The position, size, and shape of the receptive
field (RF) of some cortical neurons change dynamically,
in response to artificial scotoma conditioning (Pettet
& Gilbert, 1992) and to retinal lesions (Chino et al.,
1992; Darian-Smith & Gilbert, 1995) in adult animals.
The RF dynamics are of interest because they show how visual
systems may adaptively overcome damage (from lesions, scotomas,
or other failures), may enhance processing efficiency by
altering RF coverage in response to visual demand, and
may perform perceptual learning. This paper presents an
afferent excitatory synaptic plasticity rule and a lateral
inhibitory synaptic plasticity rule—the EXIN rules
(Marshall, 1995)—to model persistent RF changes after
artificial scotoma conditioning and retinal lesions.

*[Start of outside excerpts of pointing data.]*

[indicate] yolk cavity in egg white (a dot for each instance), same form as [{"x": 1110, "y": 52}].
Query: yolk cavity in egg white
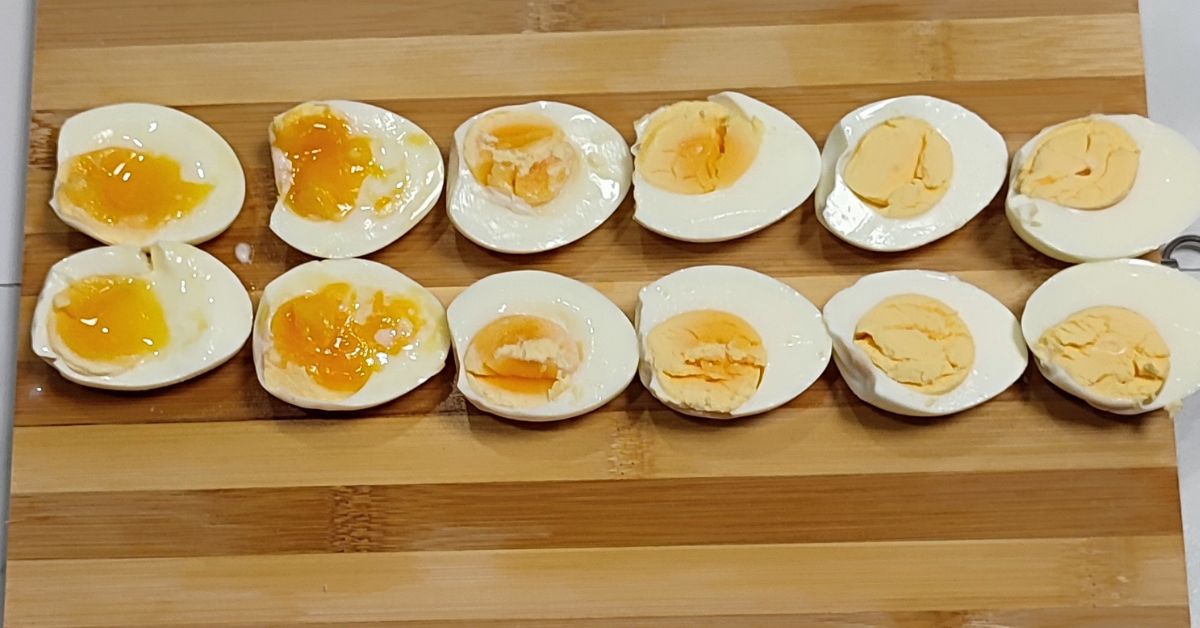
[
  {"x": 521, "y": 154},
  {"x": 917, "y": 341},
  {"x": 132, "y": 189},
  {"x": 1114, "y": 352},
  {"x": 695, "y": 147},
  {"x": 522, "y": 360},
  {"x": 1083, "y": 163},
  {"x": 901, "y": 167}
]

The
EXIN model is compared to the LISSOM model (Sirosh et al.,
1996) and to a neuronal adaptation model (Xing & Gerstein,
1994). The rules within each model are isolated and are
analyzed independently, to elucidate their roles in adult
cortical RF dynamics. Based on computer simulations, the
EXIN lateral inhibitory synaptic plasticity rule and the
LISSOM lateral excitatory synaptic plasticity rule produced
the best fit with current neurophysiological data on visual
cortical plasticity in adult animals (Chino et al., 1992;
Pettet & Gilbert, 1992; Darian-Smith & Gilbert,
1995) including (1) the retinal position and shape of the
expanding RFs; (2) the corticotopic direction in which
responsiveness returns to the silenced cortex; (3) the
direction of RF shifts; (4) the amount of change in response
to blank stimuli; and (5) the lack of dynamic RF changes
during conditioning with a retinal lesion in one eye and
the unlesioned eye kept open, in adult animals. The effects
of the LISSOM lateral inhibitory synaptic plasticity rule
during artificial scotoma conditioning are in conflict
with those of the other two LISSOM synaptic plasticity
rules. A novel “complementary scotoma” conditioning
experiment, in which stimulation of two complementary regions
of visual space alternates repeatedly, is proposed to differentiate
the predictions of the EXIN and LISSOM rules.